Workforce Reductions and Plant Closures Ripple Across Continents

The human cost of the restructuring is substantial. Stellantis has signaled that tens of thousands of positions will be eliminated across its global operations, with significant cuts expected at manufacturing facilities in Italy, France, and the United States. Several plants are slated for closure or conversion, including facilities that had been earmarked for EV production but are no longer needed under the revised electrification timeline.

In Italy, where Stellantis is the country’s largest private employer and a source of intense national pride, the restructuring has triggered political backlash. Italian government officials have publicly warned the company against abandoning its commitments to domestic manufacturing, and labor unions have organized protests at plants in Turin, Melfi, and Cassino. The French government, which holds a significant stake in Stellantis through its legacy PSA shareholding, has similarly expressed concern about the impact on French workers and has urged the company to explore alternatives to outright plant closures.

Investor Reaction and the Road Ahead

The market’s response to the reset announcement was swift and brutal. Stellantis shares, which had already declined significantly from their 2023 highs, plummeted approximately 23% on the news, wiping billions of euros from the company’s market capitalization and pushing the stock to multi-year lows. The selloff reflected not just the magnitude of the charges themselves but also deep uncertainty about whether the restructuring plan goes far enough to address the company’s fundamental competitive challenges.

Several Wall Street analysts downgraded the stock in the wake of the announcement. The consensus view among automotive sector analysts is that while the charges represent a necessary clearing of the decks, the company faces a long and uncertain road to recovery. Key questions remain unanswered: Which brands will ultimately survive the rationalization process? Can Stellantis develop competitive EV platforms without the massive capital expenditures it is now pulling back? And can the company rebuild relationships with dealers and consumers who have drifted toward competitors during the period of turmoil?

A Test Case for the Global Auto Industry’s Consolidation Era

Stellantis’s crisis carries implications far beyond the company itself. The mega-merger that created Stellantis was hailed as a template for how legacy automakers could achieve the scale necessary to survive the transition to electric and autonomous vehicles. If the combined entity — with its 14 brands, global manufacturing footprint, and diversified market presence — cannot make the economics work, it raises uncomfortable questions about the viability of similar consolidation strategies across the industry.

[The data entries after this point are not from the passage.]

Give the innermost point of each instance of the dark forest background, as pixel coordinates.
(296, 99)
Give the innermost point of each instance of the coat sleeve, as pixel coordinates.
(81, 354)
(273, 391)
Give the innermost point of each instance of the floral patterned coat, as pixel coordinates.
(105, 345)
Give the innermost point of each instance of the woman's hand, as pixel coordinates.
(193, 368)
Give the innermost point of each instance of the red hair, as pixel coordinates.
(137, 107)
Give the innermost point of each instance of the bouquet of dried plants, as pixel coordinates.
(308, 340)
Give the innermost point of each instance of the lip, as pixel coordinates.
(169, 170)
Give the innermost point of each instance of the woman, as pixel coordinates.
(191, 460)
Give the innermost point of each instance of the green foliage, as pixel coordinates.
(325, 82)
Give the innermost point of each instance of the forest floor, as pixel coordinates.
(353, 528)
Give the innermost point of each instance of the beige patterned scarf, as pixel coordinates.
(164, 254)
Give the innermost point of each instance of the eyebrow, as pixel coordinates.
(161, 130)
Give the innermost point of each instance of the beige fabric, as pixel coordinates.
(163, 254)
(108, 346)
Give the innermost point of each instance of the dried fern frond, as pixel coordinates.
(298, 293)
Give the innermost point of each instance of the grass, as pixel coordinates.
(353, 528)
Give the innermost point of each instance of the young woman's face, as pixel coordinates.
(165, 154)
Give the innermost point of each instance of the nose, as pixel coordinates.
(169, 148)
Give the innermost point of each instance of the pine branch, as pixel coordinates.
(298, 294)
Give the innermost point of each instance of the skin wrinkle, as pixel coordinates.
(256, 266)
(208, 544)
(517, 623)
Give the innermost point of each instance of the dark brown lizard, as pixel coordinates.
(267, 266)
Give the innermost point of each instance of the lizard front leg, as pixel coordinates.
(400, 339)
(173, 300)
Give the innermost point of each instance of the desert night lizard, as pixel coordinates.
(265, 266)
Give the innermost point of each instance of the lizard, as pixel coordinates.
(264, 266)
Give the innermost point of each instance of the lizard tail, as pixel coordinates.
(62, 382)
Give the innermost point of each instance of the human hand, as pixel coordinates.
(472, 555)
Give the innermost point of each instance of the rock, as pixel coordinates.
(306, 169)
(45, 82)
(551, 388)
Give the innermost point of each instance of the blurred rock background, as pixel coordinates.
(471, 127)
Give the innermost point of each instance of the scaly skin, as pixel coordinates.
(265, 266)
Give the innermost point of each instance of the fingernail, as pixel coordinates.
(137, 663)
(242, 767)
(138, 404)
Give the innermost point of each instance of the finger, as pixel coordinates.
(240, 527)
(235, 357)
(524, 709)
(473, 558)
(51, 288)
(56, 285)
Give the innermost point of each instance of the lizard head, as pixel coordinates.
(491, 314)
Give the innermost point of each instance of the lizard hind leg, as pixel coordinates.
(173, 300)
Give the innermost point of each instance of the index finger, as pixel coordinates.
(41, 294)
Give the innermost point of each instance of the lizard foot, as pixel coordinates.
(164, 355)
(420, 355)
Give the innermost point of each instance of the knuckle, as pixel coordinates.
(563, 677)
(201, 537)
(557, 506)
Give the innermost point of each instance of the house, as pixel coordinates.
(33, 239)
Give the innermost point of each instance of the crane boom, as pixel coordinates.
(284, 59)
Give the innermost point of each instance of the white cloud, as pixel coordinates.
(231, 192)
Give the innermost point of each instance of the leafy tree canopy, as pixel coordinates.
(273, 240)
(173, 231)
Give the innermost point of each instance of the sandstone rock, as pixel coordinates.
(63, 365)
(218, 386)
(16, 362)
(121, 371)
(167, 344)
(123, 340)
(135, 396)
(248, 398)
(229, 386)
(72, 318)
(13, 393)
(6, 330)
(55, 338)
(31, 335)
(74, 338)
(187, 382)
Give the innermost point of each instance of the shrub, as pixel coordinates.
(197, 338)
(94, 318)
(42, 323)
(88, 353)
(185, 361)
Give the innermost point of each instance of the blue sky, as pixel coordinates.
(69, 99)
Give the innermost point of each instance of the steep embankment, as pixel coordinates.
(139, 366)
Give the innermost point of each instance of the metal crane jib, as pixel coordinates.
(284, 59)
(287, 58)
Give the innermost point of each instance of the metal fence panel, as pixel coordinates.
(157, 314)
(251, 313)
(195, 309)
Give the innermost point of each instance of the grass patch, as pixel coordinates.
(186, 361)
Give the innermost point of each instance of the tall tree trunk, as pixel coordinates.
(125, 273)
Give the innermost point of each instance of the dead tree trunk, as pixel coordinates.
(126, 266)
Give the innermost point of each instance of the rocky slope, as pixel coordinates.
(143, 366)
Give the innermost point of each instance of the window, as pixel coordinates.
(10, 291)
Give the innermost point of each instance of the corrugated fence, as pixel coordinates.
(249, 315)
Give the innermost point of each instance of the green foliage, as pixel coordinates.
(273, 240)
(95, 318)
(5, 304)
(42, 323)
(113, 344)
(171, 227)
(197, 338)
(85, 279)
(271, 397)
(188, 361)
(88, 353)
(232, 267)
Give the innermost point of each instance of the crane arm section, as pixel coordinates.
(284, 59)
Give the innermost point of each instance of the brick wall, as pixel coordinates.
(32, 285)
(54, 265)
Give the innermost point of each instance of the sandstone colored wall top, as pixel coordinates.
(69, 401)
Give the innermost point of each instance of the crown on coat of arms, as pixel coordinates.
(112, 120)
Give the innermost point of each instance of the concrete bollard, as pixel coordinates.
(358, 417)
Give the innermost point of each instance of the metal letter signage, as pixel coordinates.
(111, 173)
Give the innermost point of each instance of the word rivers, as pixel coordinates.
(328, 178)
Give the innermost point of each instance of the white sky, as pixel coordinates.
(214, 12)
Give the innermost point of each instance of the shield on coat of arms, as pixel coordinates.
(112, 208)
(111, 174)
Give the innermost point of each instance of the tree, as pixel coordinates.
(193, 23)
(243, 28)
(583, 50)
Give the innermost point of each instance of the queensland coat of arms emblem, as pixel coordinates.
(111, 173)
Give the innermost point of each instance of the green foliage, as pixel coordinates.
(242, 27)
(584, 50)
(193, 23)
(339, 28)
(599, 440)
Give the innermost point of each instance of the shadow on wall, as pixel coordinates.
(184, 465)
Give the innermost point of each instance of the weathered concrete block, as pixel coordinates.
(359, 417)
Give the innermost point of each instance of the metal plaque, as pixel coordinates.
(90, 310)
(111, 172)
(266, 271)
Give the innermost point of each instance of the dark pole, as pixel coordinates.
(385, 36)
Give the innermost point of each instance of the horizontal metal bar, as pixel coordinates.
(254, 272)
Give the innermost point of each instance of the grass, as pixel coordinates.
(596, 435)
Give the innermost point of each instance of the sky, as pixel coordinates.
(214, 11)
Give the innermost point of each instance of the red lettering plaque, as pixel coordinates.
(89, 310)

The €24 billion reset also underscores the perilous nature of the EV transition for traditional automakers. Companies that invested too aggressively in electrification are now writing down assets as consumer adoption has proceeded more slowly than anticipated, while those that moved too cautiously risk being left behind as the technology inevitably matures. Stellantis, caught somewhere in between, is now attempting to chart a middle course — but with significantly diminished financial resources and credibility. For an industry already contending with tariff uncertainties, Chinese competition, and shifting consumer preferences, the Stellantis saga serves as a sobering reminder that even the largest players are not immune to existential risk.